Mineralogy

The crystallography and crystal chemistry of naturally occurring inorganic compounds (minerals). The identification, origin, distribution and use of minerals. Laboratory work includes the principles and methods of optical mineralogy, X-ray diffraction, back-scattered electron microscopy, and electron beam microanalysis. Three hours of lecture and three hours of lecture/discussion and directed laboratory.

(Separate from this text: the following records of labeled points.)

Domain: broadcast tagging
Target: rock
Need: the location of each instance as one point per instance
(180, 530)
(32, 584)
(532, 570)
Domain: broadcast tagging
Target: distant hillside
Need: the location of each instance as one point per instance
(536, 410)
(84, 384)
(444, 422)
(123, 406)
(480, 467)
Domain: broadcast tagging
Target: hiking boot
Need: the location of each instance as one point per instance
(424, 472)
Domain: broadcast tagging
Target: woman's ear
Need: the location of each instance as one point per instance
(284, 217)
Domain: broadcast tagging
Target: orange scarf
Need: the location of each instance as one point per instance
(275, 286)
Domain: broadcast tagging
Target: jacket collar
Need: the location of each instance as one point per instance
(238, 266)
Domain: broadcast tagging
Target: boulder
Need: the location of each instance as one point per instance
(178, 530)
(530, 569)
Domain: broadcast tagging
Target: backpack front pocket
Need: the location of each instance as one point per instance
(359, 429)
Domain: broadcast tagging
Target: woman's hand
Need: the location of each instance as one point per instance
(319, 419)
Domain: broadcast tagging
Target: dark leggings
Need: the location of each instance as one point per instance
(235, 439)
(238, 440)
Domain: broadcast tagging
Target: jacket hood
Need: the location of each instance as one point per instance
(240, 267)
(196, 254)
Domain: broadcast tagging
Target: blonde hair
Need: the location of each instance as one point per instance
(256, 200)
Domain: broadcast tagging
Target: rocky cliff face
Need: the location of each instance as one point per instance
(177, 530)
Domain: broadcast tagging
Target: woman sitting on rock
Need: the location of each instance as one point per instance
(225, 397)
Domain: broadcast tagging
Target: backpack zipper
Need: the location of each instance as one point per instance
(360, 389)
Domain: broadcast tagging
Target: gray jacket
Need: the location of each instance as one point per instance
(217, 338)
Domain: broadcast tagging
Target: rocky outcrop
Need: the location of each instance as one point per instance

Recommended requisite: GEOL 111, CHEM 151 or 155 or their equivalent. Fall semester. Professor Cheney.

Paleontology

This course focuses on the history of life as preserved in the sedimentary rock record.  Students will learn how paleontologists and geobiologists use skeletal fossils, molecular fossils, and geochemical signatures to ask and answer questions about the evolution of ancient life and Earth history.  Students will study the origination, radiation, and extinction of major groups of organisms in the context of global environmental change, with an emphasis on invertebrate and microbial life.

Principles of Geology

As the science that considers the origin and evolution of the earth, Geology provides students with an understanding of what is known about the earth and how we know it, how the earth “works” and why we think it behaves as it does. In particular this course focuses upon the earth as an evolving and dynamic system where change is driven by energy generated within the earth.

Climate Chg, Global Warm

From the earliest civilizations man has been a major agent of environmental change. However, from the dawn of the industrial age, when fossil fuels were first tapped for energy, the rate of this change has increased exponentially. In this course, we will dissect environmental issues by first examining the recent geologic record of climate change and how processes that affect climate change operate in modern natural systems. We will then assess how societies have modified such systems and what factors control the trajectory and rate of change.

French Lit Outside Europ

This course will explore cross-cultural intersections and issues of identity and alienation in the works of leading writers from the French-speaking Caribbean and West Africa. Our discussions will focus on the sociopolitical positions and narrative strategies entertained in key texts of postcolonial literature (both fiction and critical essays). Issues involving nationalism, race, gender, assimilation and multilingualism will help to shape our discussion of how postcolonial subjects share in or distinguish themselves from certain tenets of Western thought.

Women of Ill Repute

Prostitutes play a central role in nineteenth-century French fiction, especially of the realistic and naturalistic kind. Both widely available and largely visible in nineteenth-century France, prostitutes inspired many negative stereotypes. But, as the very product of the culture that marginalized her, the prostitute offered an ideal vehicle for writers to criticize the hypocrisy of bourgeois mores. The socially stratified world of prostitutes, ranging from low-ranking sex workers to high-class courtesans, presents a fascinating microcosm of French society as a whole.

17th & 18th-Cent Genres

This course explores the formation and transformation of various genres in seventeenth- and eighteenth-century literature, with a particular focus announced each time the course is offered. The topic for 2012-13 is:  "The Eighteenth-Century Novel and Theater in France."  Readings will include texts by Diderot, Voltaire, Marivaux, Prévost, Laclos, and Beaumarchais.  Conducted in French.

Requisite: One of the following--FREN 207, 208, 311, 312 or equivalent. Fall semester. Professor de la Carrera.